8. Connection to Flow Matching

Conditional Flow Matching

Flow Matching is also ODE-based:

$dx = v_\theta(x, t)dt$

Differences:

Diffusion ODE: Drift derived from score
Flow Matching: Directly learn velocity

Same Result, Different Paths

Both transform $p_{\text{noise}} \to p_{\text{data}}$ but:

Property	Diffusion ODE	Flow Matching
Path	Curved (score-based)	Straight (optimal transport)
Derivation	Derived from SDE	Directly defined
Training Target	$\epsilon$ prediction	$v$ prediction

9. Practical Selection Guide

When to Use SDE?

When diversity is important
When sufficient compute is available
When stochastic refinement is needed (e.g., inpainting)

When to Use ODE?

When speed is important
When deterministic results are needed (reproducibility)
When latent interpolation is needed

Choices of Modern Models

Model	Choice	Reason
DALL-E 2	SDE (DDPM)	Quality priority
Stable Diffusion	ODE (DDIM/DPM)	Speed-quality balance
SD3/FLUX	Flow ODE	Fast generation with straight paths

10. Advanced Topics

Continuous Normalizing Flows (CNF)

From the ODE perspective, diffusion is a type of Normalizing Flow:

$\log p_0(x_0) = \log p_T(x_T) - \int_0^T \text{div}(f(x_t, t)) dt$

This enables likelihood computation as well.

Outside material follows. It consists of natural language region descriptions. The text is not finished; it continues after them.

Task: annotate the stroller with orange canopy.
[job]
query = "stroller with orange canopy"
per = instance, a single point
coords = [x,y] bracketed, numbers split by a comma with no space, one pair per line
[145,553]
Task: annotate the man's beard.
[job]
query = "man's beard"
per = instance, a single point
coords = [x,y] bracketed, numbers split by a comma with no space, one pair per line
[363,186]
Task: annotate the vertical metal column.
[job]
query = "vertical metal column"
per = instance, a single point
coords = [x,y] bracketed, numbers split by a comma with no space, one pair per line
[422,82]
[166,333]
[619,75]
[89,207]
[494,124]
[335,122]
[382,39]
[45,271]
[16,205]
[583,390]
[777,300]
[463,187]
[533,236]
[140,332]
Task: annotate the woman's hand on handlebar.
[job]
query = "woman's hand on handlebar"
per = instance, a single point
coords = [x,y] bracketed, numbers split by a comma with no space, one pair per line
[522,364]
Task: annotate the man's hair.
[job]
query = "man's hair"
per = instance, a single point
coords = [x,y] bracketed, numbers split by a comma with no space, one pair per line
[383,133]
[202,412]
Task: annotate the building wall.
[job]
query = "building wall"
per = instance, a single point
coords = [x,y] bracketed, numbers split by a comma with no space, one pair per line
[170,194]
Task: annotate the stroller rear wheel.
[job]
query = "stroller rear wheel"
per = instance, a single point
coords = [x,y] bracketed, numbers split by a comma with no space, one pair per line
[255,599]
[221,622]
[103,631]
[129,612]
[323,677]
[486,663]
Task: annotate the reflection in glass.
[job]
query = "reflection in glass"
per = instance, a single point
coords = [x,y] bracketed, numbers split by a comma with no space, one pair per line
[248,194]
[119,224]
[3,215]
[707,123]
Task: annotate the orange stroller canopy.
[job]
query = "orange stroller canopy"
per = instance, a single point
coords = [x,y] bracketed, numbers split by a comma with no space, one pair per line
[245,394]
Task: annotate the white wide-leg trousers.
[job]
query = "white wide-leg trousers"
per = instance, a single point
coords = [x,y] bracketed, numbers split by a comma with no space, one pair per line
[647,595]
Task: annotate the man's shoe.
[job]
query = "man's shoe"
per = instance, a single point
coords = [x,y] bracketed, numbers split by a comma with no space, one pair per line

Optimal Transport Perspective

Probability Flow ODE connects to Optimal Transport:

"Shortest path" between two distributions
Related to Wasserstein distance

Guidance in SDE vs ODE

Classifier-Free Guidance applies to both SDE and ODE:

$\tilde{s}(x, t) = s(x, t) + w \cdot (s(x, t | c) - s(x, t))$

Conclusion

Concept	SDE	ODE
Formula	$dx = f dt + g dw$	$dx = f dt$
Representative Models	DDPM	DDIM, Flow Matching
Path	Stochastic	Deterministic
Advantages	Diversity, theoretical foundation	Speed, reproducibility
Disadvantages	Slow	Reduced diversity

Key Insight: SDE and ODE solve the same problem in different ways. Thanks to Probability Flow ODE, we can maintain the theoretical advantages of SDE while gaining the practical benefits of ODE.

References

Song, Y., et al. "Score-Based Generative Modeling through Stochastic Differential Equations" (ICLR 2021)
Ho, J., et al. "Denoising Diffusion Probabilistic Models" (NeurIPS 2020)
Song, J., et al. "Denoising Diffusion Implicit Models" (ICLR 2021)
Lipman, Y., et al. "Flow Matching for Generative Modeling" (ICLR 2023)
Lu, C., et al. "DPM-Solver: A Fast ODE Solver for Diffusion Probabilistic Model Sampling" (NeurIPS 2022)